In 1996, the British Council - a government-funded body whose principal purpose is to promote British art and culture abroad - agreed to organise a touring exhibition of the work of Madame Yevonde. This consisted of no fewer than 63 colour images covering every aspect of her work, printed straight from the original VIVEX colour separation plates in the archive. The exhibition first toured the Continent of South America, visiting numerous cities in Chile, Argentina, Venezuela, Peru, Mexico and Brazil. It was greeted everywhere with the utmost enthusiasm, nowhere more so than in Brazil, where over 75,000 people flocked to see it in the five cities which played host to the show.

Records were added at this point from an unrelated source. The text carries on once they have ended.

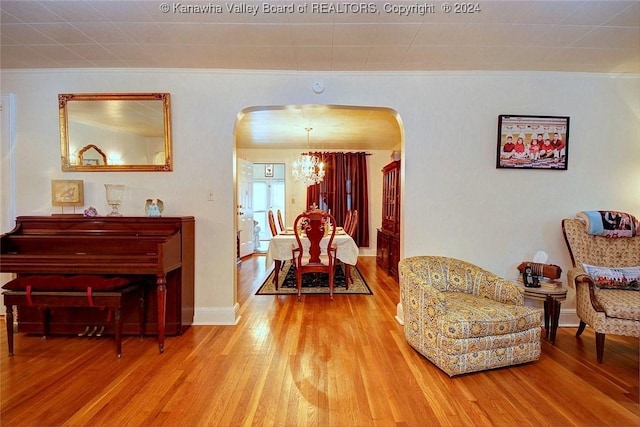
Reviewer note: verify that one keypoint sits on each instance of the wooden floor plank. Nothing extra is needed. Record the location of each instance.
(312, 362)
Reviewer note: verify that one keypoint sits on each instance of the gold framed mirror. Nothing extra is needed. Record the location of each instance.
(115, 132)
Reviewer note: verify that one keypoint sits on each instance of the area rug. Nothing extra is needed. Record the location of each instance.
(314, 283)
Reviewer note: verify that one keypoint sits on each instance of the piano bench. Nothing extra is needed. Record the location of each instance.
(50, 291)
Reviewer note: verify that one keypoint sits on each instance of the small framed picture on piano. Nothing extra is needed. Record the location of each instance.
(67, 193)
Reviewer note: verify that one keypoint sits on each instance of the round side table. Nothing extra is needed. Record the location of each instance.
(552, 298)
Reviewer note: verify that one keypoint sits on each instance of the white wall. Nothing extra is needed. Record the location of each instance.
(455, 202)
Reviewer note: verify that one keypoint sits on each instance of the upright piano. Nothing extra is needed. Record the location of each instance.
(160, 249)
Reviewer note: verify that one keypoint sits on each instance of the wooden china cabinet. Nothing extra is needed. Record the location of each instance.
(388, 241)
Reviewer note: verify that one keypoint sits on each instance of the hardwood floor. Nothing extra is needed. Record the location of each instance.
(313, 362)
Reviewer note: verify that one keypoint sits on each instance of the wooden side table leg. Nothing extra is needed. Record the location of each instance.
(548, 308)
(276, 272)
(555, 320)
(161, 292)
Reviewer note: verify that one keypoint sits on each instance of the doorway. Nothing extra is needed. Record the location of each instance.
(268, 194)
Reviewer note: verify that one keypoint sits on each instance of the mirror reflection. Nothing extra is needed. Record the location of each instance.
(115, 132)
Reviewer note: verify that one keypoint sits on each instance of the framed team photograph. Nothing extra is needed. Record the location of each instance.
(532, 142)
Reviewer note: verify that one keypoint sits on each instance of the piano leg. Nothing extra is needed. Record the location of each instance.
(162, 309)
(9, 321)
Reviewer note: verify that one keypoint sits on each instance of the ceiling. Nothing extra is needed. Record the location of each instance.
(365, 128)
(304, 35)
(593, 36)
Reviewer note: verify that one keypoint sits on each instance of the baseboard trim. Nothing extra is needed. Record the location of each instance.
(217, 316)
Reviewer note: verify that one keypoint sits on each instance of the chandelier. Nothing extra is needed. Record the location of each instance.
(308, 169)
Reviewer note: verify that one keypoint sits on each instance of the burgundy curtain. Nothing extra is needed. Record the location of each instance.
(344, 187)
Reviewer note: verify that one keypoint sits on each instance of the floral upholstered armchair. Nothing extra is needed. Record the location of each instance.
(464, 318)
(603, 307)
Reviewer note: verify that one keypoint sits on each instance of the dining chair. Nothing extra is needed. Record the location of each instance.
(272, 224)
(280, 221)
(347, 220)
(314, 257)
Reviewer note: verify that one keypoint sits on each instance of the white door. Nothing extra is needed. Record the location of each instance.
(7, 172)
(245, 207)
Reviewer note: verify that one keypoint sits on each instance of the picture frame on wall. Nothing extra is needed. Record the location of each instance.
(532, 142)
(67, 193)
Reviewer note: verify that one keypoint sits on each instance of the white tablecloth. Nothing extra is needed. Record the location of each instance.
(280, 247)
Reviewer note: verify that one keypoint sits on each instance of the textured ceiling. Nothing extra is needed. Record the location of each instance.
(596, 36)
(573, 36)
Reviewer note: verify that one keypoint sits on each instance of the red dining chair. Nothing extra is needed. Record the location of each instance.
(280, 221)
(347, 221)
(314, 257)
(272, 224)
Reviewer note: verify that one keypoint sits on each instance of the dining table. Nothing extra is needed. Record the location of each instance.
(280, 247)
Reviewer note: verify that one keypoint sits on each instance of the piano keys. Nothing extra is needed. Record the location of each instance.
(161, 249)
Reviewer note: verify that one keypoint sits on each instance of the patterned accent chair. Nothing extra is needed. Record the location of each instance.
(464, 318)
(607, 311)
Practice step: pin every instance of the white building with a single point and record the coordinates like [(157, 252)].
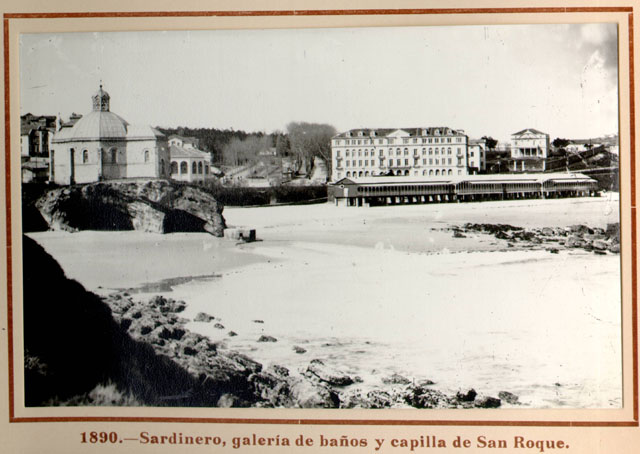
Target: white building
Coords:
[(477, 151), (430, 152), (101, 146), (187, 162), (529, 150)]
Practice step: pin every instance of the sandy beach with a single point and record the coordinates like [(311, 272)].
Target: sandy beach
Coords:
[(388, 290)]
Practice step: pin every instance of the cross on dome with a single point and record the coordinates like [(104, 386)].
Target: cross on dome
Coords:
[(101, 100)]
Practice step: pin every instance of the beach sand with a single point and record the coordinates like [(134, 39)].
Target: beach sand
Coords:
[(377, 291)]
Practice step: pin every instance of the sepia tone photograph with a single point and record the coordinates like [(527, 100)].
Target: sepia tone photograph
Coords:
[(353, 218)]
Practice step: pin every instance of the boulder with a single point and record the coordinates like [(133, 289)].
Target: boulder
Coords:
[(327, 374), (580, 229), (420, 397), (396, 379), (307, 394), (161, 206), (574, 241), (469, 396), (488, 402), (203, 317), (508, 397)]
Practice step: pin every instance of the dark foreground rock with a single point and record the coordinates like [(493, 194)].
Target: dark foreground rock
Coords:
[(81, 349), (577, 236), (160, 206)]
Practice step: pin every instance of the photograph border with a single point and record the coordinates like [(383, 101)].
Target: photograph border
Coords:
[(9, 17)]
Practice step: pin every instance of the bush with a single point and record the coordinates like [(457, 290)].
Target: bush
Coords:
[(246, 196)]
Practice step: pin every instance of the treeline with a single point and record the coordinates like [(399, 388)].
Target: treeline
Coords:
[(213, 140), (246, 196), (302, 141)]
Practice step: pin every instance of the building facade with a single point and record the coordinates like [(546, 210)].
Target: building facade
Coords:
[(429, 152), (102, 146), (477, 152), (529, 150), (187, 162), (36, 133)]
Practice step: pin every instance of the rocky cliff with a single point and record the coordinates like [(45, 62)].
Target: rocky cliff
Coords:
[(81, 349), (159, 206)]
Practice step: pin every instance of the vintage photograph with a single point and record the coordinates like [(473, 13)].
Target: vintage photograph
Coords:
[(391, 217)]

On its return from South America, the exhibition spent three months in Munich, where the reception was no less enthusiastic than it had been in Brazil. This venue was then followed by a tour of Spain, taking in Santiago de Compostela, Jerez, Seville, Teneriffe and Madrid, where the tour ended in late February of this year. The next scheduled venue is Venice, where it is due to open in the first week of May and remain for ten weeks, before moving on to Innsbruck in Austria. In November of this year, it starts a six-month tour of Poland, followed shortly after by a tour of Slovakia. Negotiations are currently under way for a tour of Scandinavia and the Baltic States, and a request has also been received from Russia. This exhibition has been a resounding success from the very beginning, and it still has plenty of life left in it, with the whole of the Far East and Australasia still to be explored. However, it will not be touring the United States, as the British Council has no offices whatsoever there. It is therefore left to the Yevonde Portrait Archive to bring Madame Yevonde's work to the people of America.